Each year, customer service and the customer experience (CX) are reported to be more important than ever. According to Forrester, 72% of businesses say that improving the customer experience is a top priority. A study from New Voice Media indicates that companies lose more than $62 billion due to poor customer service.
Leading software organizations are increasingly aware of the need to differentiate themselves by offering excellent technical support and customer service. Yet as products become more complex and the high-tech market becomes more competitive, many companies are concerned that support costs will consume already thinning profit margins.

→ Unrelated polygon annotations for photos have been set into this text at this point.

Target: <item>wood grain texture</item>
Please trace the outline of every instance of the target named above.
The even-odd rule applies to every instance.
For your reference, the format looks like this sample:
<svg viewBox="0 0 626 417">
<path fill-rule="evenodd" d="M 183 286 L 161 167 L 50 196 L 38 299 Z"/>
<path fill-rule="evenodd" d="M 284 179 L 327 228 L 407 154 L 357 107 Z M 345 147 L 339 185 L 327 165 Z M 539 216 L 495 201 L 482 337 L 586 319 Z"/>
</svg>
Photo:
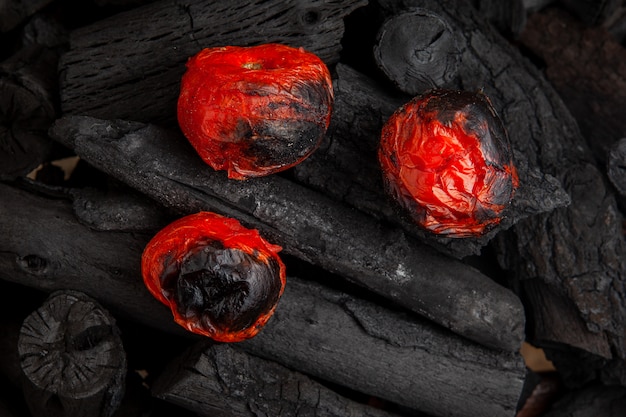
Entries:
<svg viewBox="0 0 626 417">
<path fill-rule="evenodd" d="M 157 1 L 70 34 L 64 114 L 175 123 L 185 62 L 203 48 L 285 43 L 338 62 L 343 17 L 364 0 Z"/>
<path fill-rule="evenodd" d="M 279 176 L 229 180 L 208 168 L 182 135 L 154 125 L 68 116 L 51 135 L 165 207 L 235 217 L 286 253 L 465 337 L 509 351 L 521 345 L 523 309 L 511 291 L 322 194 Z"/>
</svg>

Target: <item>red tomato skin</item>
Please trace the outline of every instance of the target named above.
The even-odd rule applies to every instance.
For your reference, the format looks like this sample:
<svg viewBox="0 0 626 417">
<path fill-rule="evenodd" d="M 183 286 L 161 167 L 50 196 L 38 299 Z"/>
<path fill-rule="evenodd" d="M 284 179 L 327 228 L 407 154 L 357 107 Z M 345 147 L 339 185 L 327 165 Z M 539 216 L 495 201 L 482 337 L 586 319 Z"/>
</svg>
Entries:
<svg viewBox="0 0 626 417">
<path fill-rule="evenodd" d="M 284 171 L 320 145 L 334 93 L 324 62 L 281 44 L 206 48 L 191 57 L 177 104 L 181 131 L 229 178 Z"/>
<path fill-rule="evenodd" d="M 181 264 L 194 249 L 210 243 L 241 251 L 254 257 L 263 265 L 273 265 L 278 270 L 277 285 L 270 285 L 272 294 L 267 306 L 255 322 L 242 329 L 229 325 L 209 323 L 206 318 L 186 313 L 187 306 L 178 305 L 175 294 L 168 291 L 180 279 Z M 182 217 L 161 229 L 146 245 L 141 261 L 143 281 L 148 291 L 161 303 L 170 307 L 174 321 L 190 332 L 208 336 L 219 342 L 239 342 L 254 337 L 274 314 L 286 284 L 286 268 L 278 256 L 282 248 L 267 242 L 255 229 L 248 229 L 233 218 L 212 212 L 199 212 Z M 221 300 L 211 300 L 220 302 Z"/>
<path fill-rule="evenodd" d="M 383 126 L 378 159 L 403 212 L 447 237 L 493 229 L 519 185 L 506 130 L 481 92 L 434 89 L 413 98 Z"/>
</svg>

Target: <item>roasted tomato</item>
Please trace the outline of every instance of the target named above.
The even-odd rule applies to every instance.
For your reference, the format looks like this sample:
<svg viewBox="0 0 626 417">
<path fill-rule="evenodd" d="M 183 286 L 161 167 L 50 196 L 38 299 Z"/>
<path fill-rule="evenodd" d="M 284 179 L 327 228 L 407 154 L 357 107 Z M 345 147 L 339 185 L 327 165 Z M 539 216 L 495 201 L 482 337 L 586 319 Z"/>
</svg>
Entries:
<svg viewBox="0 0 626 417">
<path fill-rule="evenodd" d="M 219 342 L 255 336 L 285 288 L 279 246 L 236 219 L 200 212 L 174 221 L 144 249 L 150 293 L 187 330 Z"/>
<path fill-rule="evenodd" d="M 500 223 L 518 186 L 507 132 L 482 92 L 434 89 L 385 123 L 384 186 L 425 229 L 480 236 Z"/>
<path fill-rule="evenodd" d="M 259 177 L 319 147 L 333 100 L 328 68 L 302 48 L 208 48 L 187 62 L 178 123 L 208 165 L 229 178 Z"/>
</svg>

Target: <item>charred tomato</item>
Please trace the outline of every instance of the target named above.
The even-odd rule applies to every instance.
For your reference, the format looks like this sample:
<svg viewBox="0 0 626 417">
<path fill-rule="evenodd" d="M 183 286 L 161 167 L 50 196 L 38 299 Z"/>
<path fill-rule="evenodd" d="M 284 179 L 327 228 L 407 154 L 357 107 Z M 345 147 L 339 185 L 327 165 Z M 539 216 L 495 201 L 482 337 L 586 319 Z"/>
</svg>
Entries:
<svg viewBox="0 0 626 417">
<path fill-rule="evenodd" d="M 199 212 L 170 223 L 141 261 L 150 293 L 187 330 L 219 342 L 254 337 L 285 288 L 280 246 L 238 220 Z"/>
<path fill-rule="evenodd" d="M 507 132 L 482 92 L 433 89 L 381 132 L 386 191 L 423 228 L 480 236 L 500 223 L 518 177 Z"/>
<path fill-rule="evenodd" d="M 200 157 L 229 178 L 290 168 L 315 151 L 334 94 L 315 54 L 281 44 L 207 48 L 191 57 L 178 123 Z"/>
</svg>

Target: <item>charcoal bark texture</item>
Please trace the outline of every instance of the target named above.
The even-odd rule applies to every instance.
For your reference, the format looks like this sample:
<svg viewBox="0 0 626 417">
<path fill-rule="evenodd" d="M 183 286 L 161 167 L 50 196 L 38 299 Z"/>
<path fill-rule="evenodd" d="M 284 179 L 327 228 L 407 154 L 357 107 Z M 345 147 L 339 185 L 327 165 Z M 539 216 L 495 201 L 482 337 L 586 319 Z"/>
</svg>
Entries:
<svg viewBox="0 0 626 417">
<path fill-rule="evenodd" d="M 154 232 L 92 230 L 77 221 L 70 201 L 7 185 L 0 189 L 0 234 L 6 237 L 0 249 L 3 279 L 46 292 L 74 289 L 115 315 L 177 330 L 169 310 L 160 308 L 141 280 L 138 254 Z"/>
<path fill-rule="evenodd" d="M 308 376 L 229 344 L 198 342 L 151 384 L 157 398 L 198 416 L 392 417 Z"/>
<path fill-rule="evenodd" d="M 0 32 L 8 32 L 43 9 L 52 0 L 0 1 Z"/>
<path fill-rule="evenodd" d="M 59 291 L 26 317 L 18 340 L 35 416 L 110 417 L 124 397 L 126 353 L 115 319 L 78 291 Z"/>
<path fill-rule="evenodd" d="M 174 215 L 129 187 L 70 191 L 74 214 L 92 230 L 151 233 L 174 220 Z"/>
<path fill-rule="evenodd" d="M 459 55 L 453 29 L 426 9 L 391 16 L 380 26 L 374 44 L 380 69 L 412 96 L 451 85 Z"/>
<path fill-rule="evenodd" d="M 383 124 L 410 98 L 385 89 L 355 69 L 339 64 L 334 83 L 333 118 L 320 148 L 294 167 L 294 177 L 334 199 L 402 227 L 408 234 L 455 258 L 479 254 L 501 230 L 525 217 L 569 204 L 560 182 L 515 155 L 520 187 L 500 225 L 483 236 L 456 239 L 419 228 L 385 194 L 378 163 Z"/>
<path fill-rule="evenodd" d="M 143 287 L 145 236 L 93 231 L 69 201 L 6 185 L 0 191 L 0 232 L 8 237 L 0 241 L 2 279 L 89 292 L 116 316 L 201 339 L 174 324 Z M 237 347 L 434 416 L 511 416 L 525 375 L 518 352 L 485 348 L 413 313 L 295 276 L 263 331 Z"/>
<path fill-rule="evenodd" d="M 598 343 L 608 338 L 614 355 L 626 358 L 622 216 L 561 97 L 517 48 L 490 30 L 468 2 L 377 3 L 386 15 L 427 8 L 456 30 L 463 51 L 457 87 L 483 89 L 502 117 L 513 148 L 526 156 L 529 166 L 556 177 L 571 197 L 568 207 L 529 217 L 499 234 L 494 245 L 501 265 L 517 280 L 539 278 L 568 296 Z M 531 341 L 535 337 L 543 338 L 529 335 Z M 586 350 L 593 345 L 577 347 Z"/>
<path fill-rule="evenodd" d="M 52 153 L 57 59 L 31 45 L 0 64 L 0 179 L 26 175 Z"/>
<path fill-rule="evenodd" d="M 203 48 L 285 43 L 338 62 L 343 18 L 365 0 L 149 3 L 76 29 L 62 56 L 64 114 L 176 121 L 185 62 Z"/>
<path fill-rule="evenodd" d="M 611 145 L 606 165 L 611 183 L 622 198 L 626 197 L 626 137 Z"/>
<path fill-rule="evenodd" d="M 358 391 L 435 416 L 514 414 L 525 373 L 516 353 L 446 337 L 410 314 L 312 282 L 292 279 L 285 296 L 298 302 L 281 302 L 266 331 L 241 343 L 244 350 L 335 382 L 352 363 Z M 303 350 L 310 351 L 306 361 Z M 434 379 L 425 378 L 430 372 Z M 452 387 L 452 381 L 463 382 Z"/>
<path fill-rule="evenodd" d="M 515 417 L 543 416 L 563 391 L 563 384 L 556 372 L 538 374 L 528 371 Z"/>
<path fill-rule="evenodd" d="M 626 414 L 626 388 L 592 385 L 565 394 L 545 417 L 618 417 Z"/>
<path fill-rule="evenodd" d="M 624 0 L 560 0 L 559 3 L 589 26 L 601 26 L 613 19 Z"/>
<path fill-rule="evenodd" d="M 338 273 L 472 340 L 517 350 L 524 313 L 508 289 L 402 230 L 280 176 L 230 180 L 179 132 L 68 116 L 50 134 L 98 169 L 181 215 L 215 211 L 290 255 Z"/>
<path fill-rule="evenodd" d="M 472 5 L 503 36 L 516 38 L 526 25 L 525 0 L 472 0 Z"/>
<path fill-rule="evenodd" d="M 588 27 L 563 9 L 530 16 L 520 42 L 578 121 L 598 164 L 626 137 L 626 49 L 603 27 Z"/>
</svg>

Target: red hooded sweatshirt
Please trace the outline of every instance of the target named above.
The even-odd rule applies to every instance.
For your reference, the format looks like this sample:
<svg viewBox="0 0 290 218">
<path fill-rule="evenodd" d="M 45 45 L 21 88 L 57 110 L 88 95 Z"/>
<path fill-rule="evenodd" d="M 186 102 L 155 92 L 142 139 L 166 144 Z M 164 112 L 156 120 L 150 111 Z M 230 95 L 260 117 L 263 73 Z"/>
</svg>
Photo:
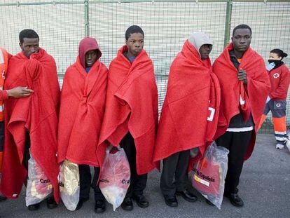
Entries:
<svg viewBox="0 0 290 218">
<path fill-rule="evenodd" d="M 85 53 L 95 50 L 97 60 L 85 71 Z M 96 40 L 81 41 L 76 62 L 64 78 L 58 125 L 58 161 L 98 166 L 96 156 L 104 116 L 108 69 L 99 58 Z"/>
</svg>

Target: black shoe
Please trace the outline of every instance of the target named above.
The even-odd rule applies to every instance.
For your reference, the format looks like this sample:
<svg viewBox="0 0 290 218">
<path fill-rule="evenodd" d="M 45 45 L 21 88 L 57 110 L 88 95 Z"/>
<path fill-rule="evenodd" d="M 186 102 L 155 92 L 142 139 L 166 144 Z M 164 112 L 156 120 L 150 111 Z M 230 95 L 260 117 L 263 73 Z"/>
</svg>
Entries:
<svg viewBox="0 0 290 218">
<path fill-rule="evenodd" d="M 49 197 L 46 198 L 46 207 L 48 209 L 53 209 L 57 207 L 57 204 L 56 203 L 53 197 Z"/>
<path fill-rule="evenodd" d="M 173 207 L 178 206 L 178 202 L 177 202 L 177 199 L 175 195 L 174 195 L 173 196 L 165 195 L 164 198 L 165 199 L 165 203 L 168 206 Z"/>
<path fill-rule="evenodd" d="M 127 197 L 125 198 L 124 200 L 121 204 L 123 210 L 133 210 L 133 203 L 132 202 L 131 198 Z"/>
<path fill-rule="evenodd" d="M 40 203 L 29 205 L 28 210 L 31 211 L 37 210 L 39 209 L 39 207 L 40 207 Z"/>
<path fill-rule="evenodd" d="M 207 200 L 207 199 L 205 199 L 205 202 L 207 203 L 207 204 L 208 204 L 209 205 L 211 205 L 211 206 L 214 206 L 214 205 L 212 203 L 212 202 L 210 202 L 209 200 Z"/>
<path fill-rule="evenodd" d="M 132 196 L 132 198 L 136 200 L 136 203 L 137 203 L 138 206 L 139 206 L 141 208 L 145 208 L 149 205 L 149 203 L 143 195 L 133 195 Z"/>
<path fill-rule="evenodd" d="M 0 195 L 0 201 L 7 200 L 7 198 L 4 196 Z"/>
<path fill-rule="evenodd" d="M 78 200 L 78 205 L 76 205 L 76 210 L 80 210 L 81 207 L 83 207 L 83 204 L 84 202 L 87 201 L 89 198 L 81 198 L 80 200 Z"/>
<path fill-rule="evenodd" d="M 225 194 L 225 197 L 228 198 L 230 203 L 235 207 L 244 206 L 244 202 L 242 198 L 237 195 L 237 193 Z"/>
<path fill-rule="evenodd" d="M 95 212 L 103 212 L 106 210 L 106 203 L 104 200 L 97 200 L 95 204 Z"/>
<path fill-rule="evenodd" d="M 195 196 L 194 194 L 190 193 L 187 190 L 177 191 L 177 195 L 181 196 L 184 200 L 189 201 L 189 202 L 195 202 L 198 200 L 198 197 Z"/>
</svg>

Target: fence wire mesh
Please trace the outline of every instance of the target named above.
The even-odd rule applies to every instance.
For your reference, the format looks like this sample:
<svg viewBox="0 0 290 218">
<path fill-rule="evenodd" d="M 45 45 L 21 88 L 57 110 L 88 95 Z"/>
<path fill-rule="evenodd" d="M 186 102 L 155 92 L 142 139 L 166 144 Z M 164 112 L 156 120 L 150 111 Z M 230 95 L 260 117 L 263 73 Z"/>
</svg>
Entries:
<svg viewBox="0 0 290 218">
<path fill-rule="evenodd" d="M 227 29 L 231 34 L 233 27 L 242 23 L 251 27 L 251 46 L 265 62 L 272 48 L 290 53 L 290 0 L 268 1 L 270 2 L 1 0 L 0 46 L 11 54 L 17 53 L 20 51 L 19 32 L 34 29 L 40 36 L 41 46 L 55 57 L 62 84 L 65 70 L 75 61 L 79 41 L 83 36 L 97 39 L 103 54 L 101 60 L 109 67 L 125 43 L 126 29 L 138 25 L 144 31 L 144 48 L 154 64 L 160 110 L 170 64 L 192 32 L 202 31 L 209 35 L 214 42 L 212 62 L 221 53 L 225 39 L 230 39 Z M 285 63 L 290 66 L 290 58 L 286 58 Z M 287 124 L 290 124 L 289 118 Z M 262 132 L 272 132 L 270 113 Z"/>
</svg>

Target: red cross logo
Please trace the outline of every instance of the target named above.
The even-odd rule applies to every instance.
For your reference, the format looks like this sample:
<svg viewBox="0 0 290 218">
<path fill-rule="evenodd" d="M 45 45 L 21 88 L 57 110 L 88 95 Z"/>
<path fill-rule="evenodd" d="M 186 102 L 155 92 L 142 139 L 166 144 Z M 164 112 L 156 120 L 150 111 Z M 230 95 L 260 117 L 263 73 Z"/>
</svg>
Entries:
<svg viewBox="0 0 290 218">
<path fill-rule="evenodd" d="M 280 76 L 280 75 L 279 75 L 279 74 L 278 74 L 278 73 L 276 73 L 276 74 L 273 74 L 273 77 L 274 77 L 275 79 L 277 79 L 277 78 L 279 77 L 279 76 Z"/>
</svg>

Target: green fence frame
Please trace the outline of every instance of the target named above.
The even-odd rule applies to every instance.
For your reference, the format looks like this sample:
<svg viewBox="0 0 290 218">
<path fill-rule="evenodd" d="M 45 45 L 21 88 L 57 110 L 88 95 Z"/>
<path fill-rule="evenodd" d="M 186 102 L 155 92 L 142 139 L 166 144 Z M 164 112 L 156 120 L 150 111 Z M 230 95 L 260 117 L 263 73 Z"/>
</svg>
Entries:
<svg viewBox="0 0 290 218">
<path fill-rule="evenodd" d="M 91 0 L 91 1 L 50 1 L 43 2 L 21 2 L 20 1 L 15 1 L 14 3 L 3 3 L 0 4 L 0 6 L 29 6 L 29 5 L 62 5 L 62 4 L 83 4 L 85 10 L 85 27 L 84 32 L 85 36 L 90 36 L 90 25 L 89 25 L 89 10 L 88 7 L 90 4 L 107 4 L 107 3 L 137 3 L 137 2 L 151 2 L 152 4 L 158 2 L 199 2 L 202 3 L 213 3 L 213 2 L 226 2 L 226 16 L 225 22 L 225 32 L 224 32 L 224 41 L 223 47 L 229 43 L 230 36 L 230 22 L 232 18 L 232 8 L 233 0 Z M 235 2 L 261 2 L 267 4 L 268 2 L 290 2 L 290 0 L 235 0 Z"/>
<path fill-rule="evenodd" d="M 37 1 L 37 0 L 36 0 Z M 41 0 L 39 0 L 41 1 Z M 225 3 L 226 4 L 226 8 L 225 8 L 225 23 L 224 23 L 224 33 L 223 33 L 223 47 L 230 42 L 230 28 L 232 22 L 232 11 L 234 3 L 290 3 L 290 0 L 77 0 L 77 1 L 41 1 L 27 2 L 22 1 L 9 1 L 6 3 L 0 3 L 0 7 L 1 6 L 13 6 L 20 7 L 21 6 L 41 6 L 41 5 L 81 5 L 83 6 L 84 10 L 84 26 L 83 26 L 83 35 L 85 36 L 90 36 L 90 5 L 92 4 L 130 4 L 130 3 L 195 3 L 198 4 L 212 4 L 212 3 Z M 235 15 L 233 15 L 234 18 Z M 234 20 L 234 18 L 233 18 Z M 91 24 L 92 27 L 92 25 Z M 223 37 L 222 36 L 222 37 Z M 156 75 L 156 77 L 162 77 L 167 79 L 168 75 L 164 74 L 159 74 Z M 289 109 L 288 109 L 289 110 Z M 267 126 L 266 128 L 263 128 L 262 132 L 272 132 L 272 124 L 269 121 L 265 121 L 263 126 Z"/>
</svg>

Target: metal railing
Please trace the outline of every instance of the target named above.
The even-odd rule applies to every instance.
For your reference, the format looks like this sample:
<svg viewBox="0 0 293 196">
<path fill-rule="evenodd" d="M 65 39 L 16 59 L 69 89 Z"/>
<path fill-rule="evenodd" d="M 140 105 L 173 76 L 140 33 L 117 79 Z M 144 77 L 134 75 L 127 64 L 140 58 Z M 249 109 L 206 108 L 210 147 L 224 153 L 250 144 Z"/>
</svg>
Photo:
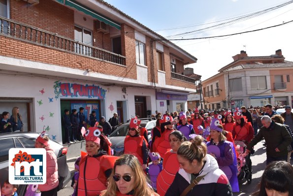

One major software company identified technical support as a key competitive differentiator but struggled to close support calls quickly because staff had trouble finding the information they needed. As a result, incidents that should have been closed with a single call were extended.
Support staff had an informal time threshold of four to nine minutes to find the information they needed to resolve a customers' issue. When the time limit was reached, they requested additional information, such as a log file from the customer and the ticket remained open. The result - additional calls to the customer and an increase in the number of level 2 support incidents.
"The combination of ontology management and auto-classification is extremely powerful. “Individually, each component provides value, but the value created by combining them is exponential. We were able not only to provide more reliable search results, but also to provide users with better and more intuitive ways to explore the content. Semaphore was the only product we evaluated that brought all of these components together."
The company applied semantics to their store of technical support documentation, including manuals, knowledgebase entries, support histories and outcomes, etc. The documentation existed throughout the enterprise, in disparate systems and formats.
Using Semaphore Knowledge Model Management (KMM), the company developed a model that included the concepts, topics and subjects of interest to technical support staff. The model included products, known issues, bugs and related fixes as well as the relationships between concepts.
The model was published and used by Semaphore Classification & Language Services to analyze each document and apply precise, complete, and consistent metadata based on the rules derived from the model.
The metadata created by Semaphore is used to enrich the existing metadata in a content management system such as, SharePoint, OpenText and Documentum to improve search and retrieval results.
The company integrated Semaphore metadata with their existing Google Search Appliance to leverage the knowledge created by the model enriched tagging, to return highly relevant results.
In the final step, they implemented Semaphore Semantic Integration Services (SIS), to further enriched the user experience by allowing real-time queries against the model and presenting the results as topic maps, topic pages and related content links.
SIS lets users perform faceted search and browse content using filters to narrow the result set.
The company leveraged Semaphore’s Semantic AI platform to build a customer support portal that delivers highly relevant results to user queries regarding support issues for a fraction of the cost in an efficient manner.
The quality of search results improved dramatically, as did the confidence of technical support personnel in those results. The number of incidents closed in the first call increased, while average call time remained steady. Customer and employee satisfaction increased, and overall support costs were reduced.